The child's mother, Deborah Bradley, has given television interviews since then, including at least two in which she said she had been drinking the night Lisa disappeared and may have blacked out.
"Our focus has always been and remains to find this girl," Young said. "And as I said before, we strongly believe that their complete cooperation and communication with detectives is critical for that to happen."
Bradley and the child's father, Jeremy Irwin, said he arrived home from a night shift Oct. 4 to find the front door unlocked, the house lights on, a window tampered with and the baby gone. Police, FBI agents, officers from area law enforcement agencies and even the Missouri National Guard, have searched the family's home, neighborhood, nearby wooded areas, a landfill and abandoned homes.
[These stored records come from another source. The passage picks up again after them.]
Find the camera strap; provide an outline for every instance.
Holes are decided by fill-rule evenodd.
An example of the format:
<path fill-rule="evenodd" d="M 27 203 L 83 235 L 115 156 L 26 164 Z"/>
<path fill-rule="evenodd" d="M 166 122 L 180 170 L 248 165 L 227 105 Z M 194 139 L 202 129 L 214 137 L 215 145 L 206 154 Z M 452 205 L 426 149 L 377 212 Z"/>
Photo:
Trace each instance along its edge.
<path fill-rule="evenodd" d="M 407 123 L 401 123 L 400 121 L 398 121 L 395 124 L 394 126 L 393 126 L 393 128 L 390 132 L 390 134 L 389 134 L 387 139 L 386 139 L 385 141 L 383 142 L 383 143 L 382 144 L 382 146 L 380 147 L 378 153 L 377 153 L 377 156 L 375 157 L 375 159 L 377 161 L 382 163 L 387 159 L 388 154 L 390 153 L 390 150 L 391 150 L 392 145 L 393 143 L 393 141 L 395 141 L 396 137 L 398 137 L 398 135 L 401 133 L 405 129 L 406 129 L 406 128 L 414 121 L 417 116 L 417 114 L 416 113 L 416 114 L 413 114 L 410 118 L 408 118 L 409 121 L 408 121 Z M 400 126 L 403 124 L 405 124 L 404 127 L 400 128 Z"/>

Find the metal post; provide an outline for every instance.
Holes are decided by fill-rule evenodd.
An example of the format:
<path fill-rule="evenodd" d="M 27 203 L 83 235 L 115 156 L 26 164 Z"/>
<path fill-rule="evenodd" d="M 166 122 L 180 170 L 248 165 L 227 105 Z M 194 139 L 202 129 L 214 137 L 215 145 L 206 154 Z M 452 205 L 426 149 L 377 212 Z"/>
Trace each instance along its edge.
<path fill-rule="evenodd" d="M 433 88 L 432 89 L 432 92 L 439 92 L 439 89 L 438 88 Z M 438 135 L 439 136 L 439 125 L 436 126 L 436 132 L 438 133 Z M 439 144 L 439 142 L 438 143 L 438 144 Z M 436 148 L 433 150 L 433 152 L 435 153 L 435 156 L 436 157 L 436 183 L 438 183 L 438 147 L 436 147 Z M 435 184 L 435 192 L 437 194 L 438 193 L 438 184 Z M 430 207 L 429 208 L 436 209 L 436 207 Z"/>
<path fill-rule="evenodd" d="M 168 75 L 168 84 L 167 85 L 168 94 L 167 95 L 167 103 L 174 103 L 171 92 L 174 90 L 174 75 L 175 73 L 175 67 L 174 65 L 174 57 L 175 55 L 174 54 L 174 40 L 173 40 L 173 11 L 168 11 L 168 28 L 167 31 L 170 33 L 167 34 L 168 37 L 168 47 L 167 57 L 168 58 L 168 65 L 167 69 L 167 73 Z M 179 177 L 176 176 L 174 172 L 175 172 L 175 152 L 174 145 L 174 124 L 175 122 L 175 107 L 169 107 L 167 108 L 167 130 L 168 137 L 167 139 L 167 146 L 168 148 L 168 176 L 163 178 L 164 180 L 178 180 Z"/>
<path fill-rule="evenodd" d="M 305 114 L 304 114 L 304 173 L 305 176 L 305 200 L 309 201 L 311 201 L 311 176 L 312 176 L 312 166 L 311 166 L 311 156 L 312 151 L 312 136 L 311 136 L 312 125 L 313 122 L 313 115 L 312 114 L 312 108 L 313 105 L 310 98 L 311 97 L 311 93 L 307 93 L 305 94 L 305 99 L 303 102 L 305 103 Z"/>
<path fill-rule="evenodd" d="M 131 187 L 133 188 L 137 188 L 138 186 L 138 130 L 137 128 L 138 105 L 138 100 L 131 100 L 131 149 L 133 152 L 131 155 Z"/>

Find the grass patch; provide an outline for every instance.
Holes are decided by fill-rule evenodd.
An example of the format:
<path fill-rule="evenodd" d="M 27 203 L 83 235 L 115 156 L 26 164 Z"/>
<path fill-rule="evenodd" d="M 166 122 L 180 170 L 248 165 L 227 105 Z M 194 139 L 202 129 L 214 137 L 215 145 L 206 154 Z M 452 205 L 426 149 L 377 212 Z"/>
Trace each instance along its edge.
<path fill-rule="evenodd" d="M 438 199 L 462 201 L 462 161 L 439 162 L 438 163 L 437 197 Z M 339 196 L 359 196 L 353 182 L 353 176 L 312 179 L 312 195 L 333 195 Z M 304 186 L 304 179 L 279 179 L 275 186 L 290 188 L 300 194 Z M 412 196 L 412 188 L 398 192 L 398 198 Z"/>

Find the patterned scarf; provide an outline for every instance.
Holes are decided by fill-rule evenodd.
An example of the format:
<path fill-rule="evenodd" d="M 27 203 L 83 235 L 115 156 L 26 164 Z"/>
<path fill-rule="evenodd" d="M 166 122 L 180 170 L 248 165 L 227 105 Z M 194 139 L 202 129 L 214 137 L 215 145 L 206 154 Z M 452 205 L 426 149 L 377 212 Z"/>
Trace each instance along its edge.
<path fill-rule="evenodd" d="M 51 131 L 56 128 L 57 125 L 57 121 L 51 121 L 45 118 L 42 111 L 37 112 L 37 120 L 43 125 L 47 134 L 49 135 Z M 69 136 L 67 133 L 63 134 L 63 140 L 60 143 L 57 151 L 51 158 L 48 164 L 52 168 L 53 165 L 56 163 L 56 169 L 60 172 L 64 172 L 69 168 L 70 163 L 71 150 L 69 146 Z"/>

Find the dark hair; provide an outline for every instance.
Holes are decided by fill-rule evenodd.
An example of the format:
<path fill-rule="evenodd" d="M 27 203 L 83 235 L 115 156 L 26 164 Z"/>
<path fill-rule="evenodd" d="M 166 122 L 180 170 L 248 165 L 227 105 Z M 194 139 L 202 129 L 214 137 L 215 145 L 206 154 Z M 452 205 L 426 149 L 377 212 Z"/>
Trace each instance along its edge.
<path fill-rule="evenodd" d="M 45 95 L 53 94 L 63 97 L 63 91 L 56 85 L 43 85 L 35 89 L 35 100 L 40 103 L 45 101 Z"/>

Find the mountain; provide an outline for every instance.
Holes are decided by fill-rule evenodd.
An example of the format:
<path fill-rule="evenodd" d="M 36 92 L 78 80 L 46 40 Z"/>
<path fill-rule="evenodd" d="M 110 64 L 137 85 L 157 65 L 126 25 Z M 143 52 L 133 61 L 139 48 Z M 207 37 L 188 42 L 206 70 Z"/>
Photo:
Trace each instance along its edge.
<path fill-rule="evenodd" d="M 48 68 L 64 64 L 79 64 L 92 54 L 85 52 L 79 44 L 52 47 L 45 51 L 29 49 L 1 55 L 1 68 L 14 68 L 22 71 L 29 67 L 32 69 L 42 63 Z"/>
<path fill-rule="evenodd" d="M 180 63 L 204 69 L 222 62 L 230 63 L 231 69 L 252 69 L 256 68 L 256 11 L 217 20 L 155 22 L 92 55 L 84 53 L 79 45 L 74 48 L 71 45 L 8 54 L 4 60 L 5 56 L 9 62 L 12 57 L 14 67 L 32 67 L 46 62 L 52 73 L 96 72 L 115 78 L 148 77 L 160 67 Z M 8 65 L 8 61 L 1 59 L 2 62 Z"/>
Police have refused to discuss any evidence gathered in the searches, saying only that they remain without a suspect.
On Tuesday, police crime scene technicians and detectives went over a wooded area east of the family's home.
As the searches continue without any arrests, attention has turned to Bradley and her network interviews. She told NBC that she was drunk the night she last saw her baby and that she did not see the baby after putting her to bed at about 6:40 p.m. -- roughly four hours earlier than the time she originally gave police. She didn't explain the difference.
Her lawyer, Joe Tacopina, did not return messages seeking comment Tuesday. On Monday, he said the parents were done giving media interviews, but he insisted they were innocent.
"I don't recall in recent history anyone under this umbrella of suspicion be so open and forthright, warts and all, regarding the events. Because they have nothing to hide," Tacopina said.
He added later that Bradley's admissions about drinking "goes to her credibility."
"That's something she was willing to tell the truth about even if it didn't make her look good because she's got nothing to hide," he said.
Jeff Lanza, a retired FBI special agent, said the manner in which the child's disappearance has unfolded publicly has been "bizarre" and may have reduced public support for the parents.
"The fact that they've been on national TV so much ... the fact that they've been out there so much and then publicly changing their story, or she is publicly changing the story, is very surprising," Lanza said.
"On the one hand, they're trying to keep the story in the news, but being interviewed on national TV by seasoned interviewers ... you probably should be shying away from doing something like that," he said. "You're trying to gain public support, and you could be detracting from public support."
Kansas City residents in and around the family's neighborhood attended prayer vigils, fanned out in searches and handed out fliers featuring a picture of Lisa after she disappeared.
But while police continue their hunt, many neighbors, weary of the steady media presence on their quiet winding road, have stopped talking to reporters. A small group patrolled the street over the weekend but didn't want to talk to the media.
Joe Robinson, 53, of Kansas City, has been handing out fliers to the steady stream of gawkers who slowly drive by the family's home, where well-wishers have placed stuffed animals and handmade signs expressing love and concern for the missing baby.
Robinson said he has been trying to drum up community support but without much success.
"People want to accuse people, and nobody wants to get involved," Robinson said. "It makes me cry. ... When you hear somebody's missing somewhere, the community needs to get together."